In Spagna, il movimento romantico si affermò in ritardo, con gli scritti teorici di A. Durán, e si distinse, secondo la nota classificazione di M. Menéndez y Pelayo, in due tendenze: quella storico-nazionale, rappresentata da D. de Rivas, e quella soggettivo-filosofica, che fece capo a J. de Espronceda. Particolarmente felice la vena folcloristica di M.J. de Larra e importanti i risultati conseguiti nel teatro della seconda generazione romantica di J. Zorrilla, V. de la Vega, A. López de Ayala.
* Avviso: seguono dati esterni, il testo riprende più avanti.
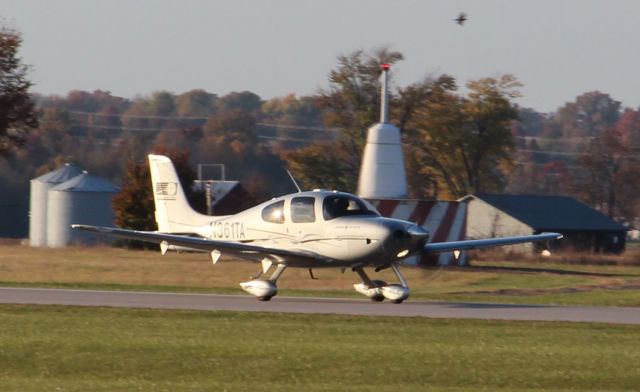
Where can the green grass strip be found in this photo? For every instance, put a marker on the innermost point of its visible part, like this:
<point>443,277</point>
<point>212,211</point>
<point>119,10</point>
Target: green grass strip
<point>48,348</point>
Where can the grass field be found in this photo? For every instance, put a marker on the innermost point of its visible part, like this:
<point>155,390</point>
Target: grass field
<point>531,281</point>
<point>101,349</point>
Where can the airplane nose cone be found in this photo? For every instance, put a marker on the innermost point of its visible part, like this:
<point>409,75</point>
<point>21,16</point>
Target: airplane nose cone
<point>405,239</point>
<point>418,234</point>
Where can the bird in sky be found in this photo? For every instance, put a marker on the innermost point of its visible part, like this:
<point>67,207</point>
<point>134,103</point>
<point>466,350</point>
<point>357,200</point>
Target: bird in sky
<point>461,18</point>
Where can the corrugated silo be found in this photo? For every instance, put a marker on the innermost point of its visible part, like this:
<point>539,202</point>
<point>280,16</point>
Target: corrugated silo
<point>83,199</point>
<point>38,201</point>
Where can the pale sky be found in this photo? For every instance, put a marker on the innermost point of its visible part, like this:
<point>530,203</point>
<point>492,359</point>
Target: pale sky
<point>557,48</point>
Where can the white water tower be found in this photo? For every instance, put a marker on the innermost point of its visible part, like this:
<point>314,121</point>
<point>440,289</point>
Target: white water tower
<point>382,174</point>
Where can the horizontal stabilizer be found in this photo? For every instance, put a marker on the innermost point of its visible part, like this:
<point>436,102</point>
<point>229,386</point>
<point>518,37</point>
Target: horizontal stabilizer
<point>441,247</point>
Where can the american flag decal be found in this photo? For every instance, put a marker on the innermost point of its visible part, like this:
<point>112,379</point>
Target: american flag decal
<point>166,190</point>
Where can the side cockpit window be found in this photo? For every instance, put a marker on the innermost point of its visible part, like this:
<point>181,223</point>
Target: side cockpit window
<point>274,212</point>
<point>302,209</point>
<point>337,206</point>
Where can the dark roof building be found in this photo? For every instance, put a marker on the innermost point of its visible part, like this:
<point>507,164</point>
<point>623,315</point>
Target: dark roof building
<point>583,227</point>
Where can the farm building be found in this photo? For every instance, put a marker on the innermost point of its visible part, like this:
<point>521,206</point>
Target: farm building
<point>584,228</point>
<point>445,220</point>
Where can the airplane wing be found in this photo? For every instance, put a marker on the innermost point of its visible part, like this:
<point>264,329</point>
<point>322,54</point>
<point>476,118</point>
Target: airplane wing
<point>215,247</point>
<point>441,247</point>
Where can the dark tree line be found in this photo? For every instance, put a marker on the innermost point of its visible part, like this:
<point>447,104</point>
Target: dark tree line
<point>454,143</point>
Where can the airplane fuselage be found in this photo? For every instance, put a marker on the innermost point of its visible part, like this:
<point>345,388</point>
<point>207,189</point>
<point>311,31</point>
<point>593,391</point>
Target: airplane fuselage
<point>340,226</point>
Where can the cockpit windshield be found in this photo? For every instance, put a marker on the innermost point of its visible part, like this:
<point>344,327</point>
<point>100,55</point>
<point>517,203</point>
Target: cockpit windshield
<point>340,205</point>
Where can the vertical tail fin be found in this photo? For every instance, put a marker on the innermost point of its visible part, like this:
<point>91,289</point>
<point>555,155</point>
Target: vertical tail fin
<point>173,212</point>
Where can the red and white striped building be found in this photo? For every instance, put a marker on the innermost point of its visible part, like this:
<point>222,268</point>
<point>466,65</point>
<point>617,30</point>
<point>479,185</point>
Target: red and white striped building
<point>445,220</point>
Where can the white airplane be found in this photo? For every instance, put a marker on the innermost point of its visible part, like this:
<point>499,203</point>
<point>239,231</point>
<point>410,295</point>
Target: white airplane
<point>317,229</point>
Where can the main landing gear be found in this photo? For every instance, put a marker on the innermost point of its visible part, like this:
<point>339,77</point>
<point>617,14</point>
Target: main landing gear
<point>378,290</point>
<point>264,289</point>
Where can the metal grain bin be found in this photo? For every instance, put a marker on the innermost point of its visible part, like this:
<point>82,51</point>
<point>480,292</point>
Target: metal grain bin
<point>38,201</point>
<point>84,199</point>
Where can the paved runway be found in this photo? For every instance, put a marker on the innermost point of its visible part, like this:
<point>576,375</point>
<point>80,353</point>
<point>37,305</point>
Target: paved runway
<point>319,305</point>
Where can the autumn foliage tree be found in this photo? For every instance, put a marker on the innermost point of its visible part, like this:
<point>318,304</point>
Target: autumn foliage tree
<point>466,141</point>
<point>17,110</point>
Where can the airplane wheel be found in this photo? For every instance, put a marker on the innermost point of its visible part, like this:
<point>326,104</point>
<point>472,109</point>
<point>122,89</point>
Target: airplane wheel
<point>377,298</point>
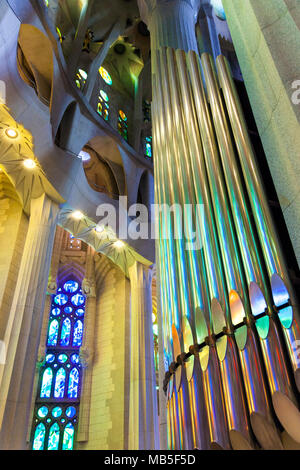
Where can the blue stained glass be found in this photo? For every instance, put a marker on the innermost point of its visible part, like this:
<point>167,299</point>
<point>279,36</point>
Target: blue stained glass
<point>56,311</point>
<point>77,300</point>
<point>71,411</point>
<point>61,299</point>
<point>71,286</point>
<point>79,312</point>
<point>43,411</point>
<point>68,437</point>
<point>77,336</point>
<point>73,384</point>
<point>60,380</point>
<point>39,437</point>
<point>62,358</point>
<point>75,359</point>
<point>46,383</point>
<point>53,333</point>
<point>65,332</point>
<point>53,441</point>
<point>50,358</point>
<point>57,412</point>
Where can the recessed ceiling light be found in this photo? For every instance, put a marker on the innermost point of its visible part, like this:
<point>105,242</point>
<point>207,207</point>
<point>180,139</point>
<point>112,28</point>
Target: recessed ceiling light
<point>99,228</point>
<point>29,163</point>
<point>85,156</point>
<point>77,215</point>
<point>11,133</point>
<point>119,244</point>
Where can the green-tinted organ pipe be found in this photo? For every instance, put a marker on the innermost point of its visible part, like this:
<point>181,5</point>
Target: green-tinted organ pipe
<point>236,284</point>
<point>281,287</point>
<point>227,353</point>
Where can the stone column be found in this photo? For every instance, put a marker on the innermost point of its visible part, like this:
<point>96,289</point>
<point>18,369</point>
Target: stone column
<point>22,335</point>
<point>207,23</point>
<point>51,289</point>
<point>87,348</point>
<point>266,37</point>
<point>114,33</point>
<point>79,36</point>
<point>143,415</point>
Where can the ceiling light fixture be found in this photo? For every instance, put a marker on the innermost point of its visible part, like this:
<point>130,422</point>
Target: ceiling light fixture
<point>119,244</point>
<point>77,215</point>
<point>11,133</point>
<point>99,228</point>
<point>29,163</point>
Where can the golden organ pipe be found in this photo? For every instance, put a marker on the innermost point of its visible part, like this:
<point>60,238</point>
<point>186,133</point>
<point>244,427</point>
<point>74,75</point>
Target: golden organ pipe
<point>282,290</point>
<point>256,395</point>
<point>226,349</point>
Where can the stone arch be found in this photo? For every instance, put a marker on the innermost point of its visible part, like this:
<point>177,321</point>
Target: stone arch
<point>35,61</point>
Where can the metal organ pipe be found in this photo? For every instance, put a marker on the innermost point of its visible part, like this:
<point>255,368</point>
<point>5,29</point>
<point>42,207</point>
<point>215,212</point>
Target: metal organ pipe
<point>256,395</point>
<point>260,299</point>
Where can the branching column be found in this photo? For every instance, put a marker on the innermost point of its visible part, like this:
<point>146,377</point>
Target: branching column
<point>143,415</point>
<point>22,335</point>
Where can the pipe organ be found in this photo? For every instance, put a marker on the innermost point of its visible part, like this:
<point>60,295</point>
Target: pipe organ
<point>230,316</point>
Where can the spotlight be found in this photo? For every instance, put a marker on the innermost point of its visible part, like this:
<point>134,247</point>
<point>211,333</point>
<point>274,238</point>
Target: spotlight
<point>99,228</point>
<point>77,215</point>
<point>29,163</point>
<point>85,156</point>
<point>11,133</point>
<point>119,244</point>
La letteratura tardo-romantica si sintetizza nel prestigioso nome di G.A. Bécquer.

In Russia, le figure più rappresentative non solo del romanticismo ma del genio nazionale sono quelle di A.S. Puskin, di N.V. Gogol, di M.J. Lermontov, anche se solo quest'ultimo risente più direttamente dell'influsso del romanticismo europeo.

In Polonia, un'altra grande triade poetica, A. Mickiewicz, J. Slowacki, Z. Krasinski, espresse le istanze le istanze più profonde del romanticismo, collegandole alle lotte nazionali, culminate nell'eroica e sfortunata insurrezione del 1830.

Tra le voci romantiche degli altri paesi, ricordiamo infine quelle del ceco K.H. Mácha; del danese N.F.S. Grundtvig; dello svedese E.J. Stagnelius; dei norvegesi H. Wergeland e J.S. Welhaven.